What unique programs do you offer that set you apart from the competition? We offer specialty classes once a month. Each therapist rotates and chooses a subject to present. We utilize our skills as the muscle-skeletal experts of the medical profession to assist our clients in furthering their wellness path. We use the classes to build our client base and offer anyone new to our clinic a free 30-minute posture screen. Typically, we build trust with this offer and are able to build a relationship with this client. We also offer medical-based yoga in small classes and private sessions taught by a PT. Our yoga therapists are trained by Ginger Garner, PT, DPT, ATC/L, PYT, and have a combined total of more than 1,500 hours of training in medical therapeutic yoga. We also brought Pilates in house about a year ago.
What are the benefits of PPS membership to your practice? To be part of the bigger presence in education, advocacy, and leadership. When you are an owner, it can be a lonely world. PPS gives me the opportunity to explore different ideas, theories on how to run my business through experience shares from other members both online and in the journals, like Impact magazine.
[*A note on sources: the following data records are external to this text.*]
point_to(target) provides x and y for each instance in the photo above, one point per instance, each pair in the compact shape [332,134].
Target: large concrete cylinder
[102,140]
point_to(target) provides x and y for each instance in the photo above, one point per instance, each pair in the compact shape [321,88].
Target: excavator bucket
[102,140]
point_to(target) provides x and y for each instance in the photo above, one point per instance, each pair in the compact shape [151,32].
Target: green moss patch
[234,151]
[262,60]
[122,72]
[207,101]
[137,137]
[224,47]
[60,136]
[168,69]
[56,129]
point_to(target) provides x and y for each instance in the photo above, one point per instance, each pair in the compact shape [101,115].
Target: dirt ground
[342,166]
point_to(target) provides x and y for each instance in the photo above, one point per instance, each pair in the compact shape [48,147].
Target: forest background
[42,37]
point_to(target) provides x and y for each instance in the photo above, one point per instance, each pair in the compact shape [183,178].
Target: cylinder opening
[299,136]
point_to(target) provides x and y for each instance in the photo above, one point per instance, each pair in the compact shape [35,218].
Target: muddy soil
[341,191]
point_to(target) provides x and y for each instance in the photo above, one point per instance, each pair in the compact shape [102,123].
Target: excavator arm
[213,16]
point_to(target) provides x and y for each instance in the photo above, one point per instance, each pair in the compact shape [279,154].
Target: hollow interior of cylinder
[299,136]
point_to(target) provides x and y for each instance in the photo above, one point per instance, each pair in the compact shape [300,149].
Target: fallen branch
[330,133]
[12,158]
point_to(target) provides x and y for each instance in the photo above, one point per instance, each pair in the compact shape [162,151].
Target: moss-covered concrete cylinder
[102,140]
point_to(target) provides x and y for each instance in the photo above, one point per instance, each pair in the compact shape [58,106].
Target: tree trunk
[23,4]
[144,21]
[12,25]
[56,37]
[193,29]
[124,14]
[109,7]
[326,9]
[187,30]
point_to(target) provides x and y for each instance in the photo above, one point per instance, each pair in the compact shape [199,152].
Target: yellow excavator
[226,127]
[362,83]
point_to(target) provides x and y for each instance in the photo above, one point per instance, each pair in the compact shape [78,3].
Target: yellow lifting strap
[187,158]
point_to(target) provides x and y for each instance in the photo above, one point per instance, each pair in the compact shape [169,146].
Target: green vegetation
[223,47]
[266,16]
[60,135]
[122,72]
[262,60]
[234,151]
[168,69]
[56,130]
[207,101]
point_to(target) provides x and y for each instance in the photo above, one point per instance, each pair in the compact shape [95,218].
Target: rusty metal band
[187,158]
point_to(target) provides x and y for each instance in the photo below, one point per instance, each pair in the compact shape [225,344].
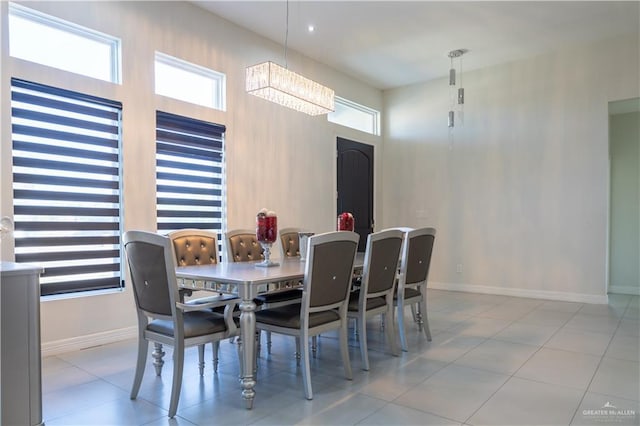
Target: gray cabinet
[20,359]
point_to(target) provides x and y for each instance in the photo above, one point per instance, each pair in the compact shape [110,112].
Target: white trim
[625,289]
[90,340]
[522,292]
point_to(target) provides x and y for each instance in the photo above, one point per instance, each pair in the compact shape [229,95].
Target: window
[50,41]
[355,116]
[66,186]
[188,82]
[189,173]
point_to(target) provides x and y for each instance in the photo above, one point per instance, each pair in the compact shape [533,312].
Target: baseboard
[625,289]
[83,342]
[521,292]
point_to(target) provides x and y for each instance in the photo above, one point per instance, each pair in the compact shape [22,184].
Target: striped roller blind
[66,186]
[189,173]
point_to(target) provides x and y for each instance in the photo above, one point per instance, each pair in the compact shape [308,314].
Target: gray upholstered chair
[290,241]
[194,247]
[325,298]
[412,283]
[377,287]
[243,246]
[162,317]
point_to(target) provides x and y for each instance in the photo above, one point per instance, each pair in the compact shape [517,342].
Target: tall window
[355,116]
[66,186]
[189,173]
[189,82]
[46,40]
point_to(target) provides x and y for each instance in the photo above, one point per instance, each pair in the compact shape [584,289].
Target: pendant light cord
[286,38]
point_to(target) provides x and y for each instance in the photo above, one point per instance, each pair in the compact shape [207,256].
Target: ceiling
[396,43]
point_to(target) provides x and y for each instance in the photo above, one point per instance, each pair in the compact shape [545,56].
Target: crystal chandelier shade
[277,84]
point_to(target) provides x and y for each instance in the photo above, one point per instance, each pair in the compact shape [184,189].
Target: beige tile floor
[494,360]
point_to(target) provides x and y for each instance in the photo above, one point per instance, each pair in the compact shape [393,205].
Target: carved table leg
[248,331]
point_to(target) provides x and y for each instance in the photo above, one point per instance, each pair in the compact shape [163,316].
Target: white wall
[521,199]
[276,158]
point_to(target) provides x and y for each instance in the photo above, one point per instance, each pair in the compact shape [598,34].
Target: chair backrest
[152,268]
[381,260]
[290,241]
[194,247]
[416,255]
[329,269]
[243,246]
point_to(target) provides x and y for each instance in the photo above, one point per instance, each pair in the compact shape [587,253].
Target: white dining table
[247,280]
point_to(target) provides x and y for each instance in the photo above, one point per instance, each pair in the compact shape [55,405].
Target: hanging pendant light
[452,83]
[277,84]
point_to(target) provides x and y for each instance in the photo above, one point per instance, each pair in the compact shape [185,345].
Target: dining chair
[377,286]
[412,282]
[290,241]
[161,316]
[243,246]
[194,247]
[290,248]
[325,298]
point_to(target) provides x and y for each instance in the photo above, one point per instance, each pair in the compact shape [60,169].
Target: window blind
[189,173]
[66,186]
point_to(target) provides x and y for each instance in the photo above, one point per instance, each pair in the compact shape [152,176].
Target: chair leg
[424,321]
[201,359]
[157,355]
[143,349]
[306,370]
[344,350]
[215,346]
[361,324]
[415,314]
[297,354]
[178,364]
[390,331]
[403,338]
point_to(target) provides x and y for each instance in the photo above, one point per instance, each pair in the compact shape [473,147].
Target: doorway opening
[624,197]
[355,185]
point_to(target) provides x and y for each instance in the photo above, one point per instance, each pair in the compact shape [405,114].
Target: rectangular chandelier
[277,84]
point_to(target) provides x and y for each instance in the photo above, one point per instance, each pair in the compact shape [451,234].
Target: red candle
[266,226]
[346,222]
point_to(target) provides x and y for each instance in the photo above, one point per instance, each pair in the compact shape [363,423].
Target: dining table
[247,280]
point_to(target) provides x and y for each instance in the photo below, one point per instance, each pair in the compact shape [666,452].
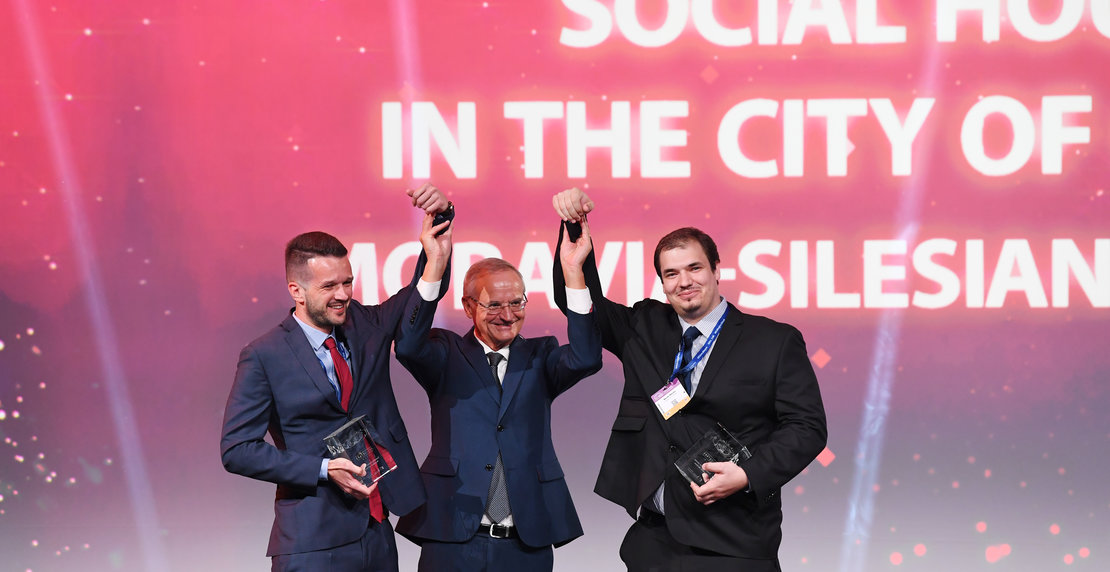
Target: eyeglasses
[496,308]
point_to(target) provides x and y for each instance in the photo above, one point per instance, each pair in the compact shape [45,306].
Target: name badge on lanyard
[672,398]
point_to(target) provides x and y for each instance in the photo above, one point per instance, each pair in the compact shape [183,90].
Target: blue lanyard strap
[705,349]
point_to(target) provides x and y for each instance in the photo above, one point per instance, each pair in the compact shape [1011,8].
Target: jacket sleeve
[578,359]
[614,321]
[248,415]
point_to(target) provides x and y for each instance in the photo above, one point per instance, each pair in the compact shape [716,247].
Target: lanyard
[705,349]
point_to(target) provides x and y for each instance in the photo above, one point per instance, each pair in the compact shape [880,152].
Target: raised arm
[613,319]
[415,348]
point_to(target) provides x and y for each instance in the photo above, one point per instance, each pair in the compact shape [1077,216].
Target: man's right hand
[427,198]
[436,240]
[344,473]
[572,204]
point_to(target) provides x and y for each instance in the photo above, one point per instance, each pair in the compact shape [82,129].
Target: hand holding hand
[573,254]
[436,247]
[429,198]
[572,204]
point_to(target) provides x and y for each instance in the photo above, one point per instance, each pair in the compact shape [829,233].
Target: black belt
[651,518]
[497,531]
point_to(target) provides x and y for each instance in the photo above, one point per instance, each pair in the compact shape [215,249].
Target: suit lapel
[302,350]
[520,355]
[722,349]
[663,350]
[354,340]
[474,354]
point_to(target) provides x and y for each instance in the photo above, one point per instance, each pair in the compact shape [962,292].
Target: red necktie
[346,384]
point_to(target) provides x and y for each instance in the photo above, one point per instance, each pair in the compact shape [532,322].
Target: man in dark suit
[748,373]
[497,499]
[329,362]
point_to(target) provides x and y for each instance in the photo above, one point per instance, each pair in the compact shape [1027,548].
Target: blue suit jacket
[472,420]
[281,388]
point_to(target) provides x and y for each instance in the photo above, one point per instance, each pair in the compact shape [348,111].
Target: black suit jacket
[758,383]
[281,388]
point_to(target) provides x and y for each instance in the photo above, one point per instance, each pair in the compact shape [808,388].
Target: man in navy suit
[744,372]
[497,499]
[329,362]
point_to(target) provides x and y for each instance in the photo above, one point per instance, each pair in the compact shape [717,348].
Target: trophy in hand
[716,445]
[355,442]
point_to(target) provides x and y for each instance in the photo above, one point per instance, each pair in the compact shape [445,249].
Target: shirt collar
[486,349]
[708,321]
[315,337]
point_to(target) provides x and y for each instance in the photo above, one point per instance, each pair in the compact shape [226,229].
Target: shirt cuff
[430,291]
[578,301]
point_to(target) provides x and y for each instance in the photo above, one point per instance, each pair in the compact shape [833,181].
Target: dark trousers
[483,553]
[376,551]
[648,547]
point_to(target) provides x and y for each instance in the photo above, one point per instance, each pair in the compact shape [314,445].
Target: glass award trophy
[355,442]
[715,445]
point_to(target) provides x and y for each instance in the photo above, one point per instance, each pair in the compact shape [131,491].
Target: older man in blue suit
[497,500]
[329,362]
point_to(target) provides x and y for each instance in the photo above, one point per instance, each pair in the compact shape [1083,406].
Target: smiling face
[689,281]
[496,330]
[322,292]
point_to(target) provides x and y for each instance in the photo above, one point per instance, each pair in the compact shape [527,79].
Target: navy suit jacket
[281,388]
[758,383]
[472,421]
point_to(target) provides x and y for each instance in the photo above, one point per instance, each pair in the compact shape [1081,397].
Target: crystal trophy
[355,442]
[716,445]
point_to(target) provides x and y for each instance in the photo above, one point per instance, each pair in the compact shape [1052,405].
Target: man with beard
[326,363]
[694,364]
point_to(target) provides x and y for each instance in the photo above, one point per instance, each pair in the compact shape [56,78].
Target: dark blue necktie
[690,334]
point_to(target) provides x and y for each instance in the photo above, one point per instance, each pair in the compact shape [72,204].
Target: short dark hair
[306,247]
[683,237]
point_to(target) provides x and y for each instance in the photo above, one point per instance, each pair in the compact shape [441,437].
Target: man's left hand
[728,479]
[429,198]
What worries you about the future of private practice? I am part of a group of amazing private practice owners in the NC and SC region called Independent Practicing Physical Therapists (IPPT). As I hear them speak, there is continued fight against large hospital-based systems acquiring contracts with insurance companies at an unfair advantage. The continued interesting part for me is the “nonprofit status of these systems” that allows them to buy property and engulf small medical providers while providing less choice for the consumer on who they can receive PT from. We need to continue to fight for transparency of cost at the centers and quality of health care together regardless of whether we run a cash-based business or accept insurance.
What are you optimistic about? At Roper PT, I love my team, they are innovative and passionate about the care they give. When you have a team that gels and works together you can’t help but be successful. As far as PT as a field, I am hopeful there is more transparency in the cost of health care. I do feel there is NO other consumer service that you don’t know upfront as a consumer what it is going to cost you for care. I am hoping that we end this.
What are your goals for the next year?
- Implement a prenatal/postpartum medical therapeutic yoga program
- Implement a dry needling program
- Explore with potential to implement telehealth physical therapy program with our corporate contracts
- Support the community with education and volunteer work regarding a healthy lifestyle
- Develop a program within the Pentagon of Wellness targeting those affected by opioid addiction
What do private practitioners need to do to thrive in today’s health care environment? That is a loaded question. I think we all need to educate the public and deliver on services to our prospective client. I think we continue to give our profession away to personal trainers and life coaches. We need to keep the value in the services that we provide.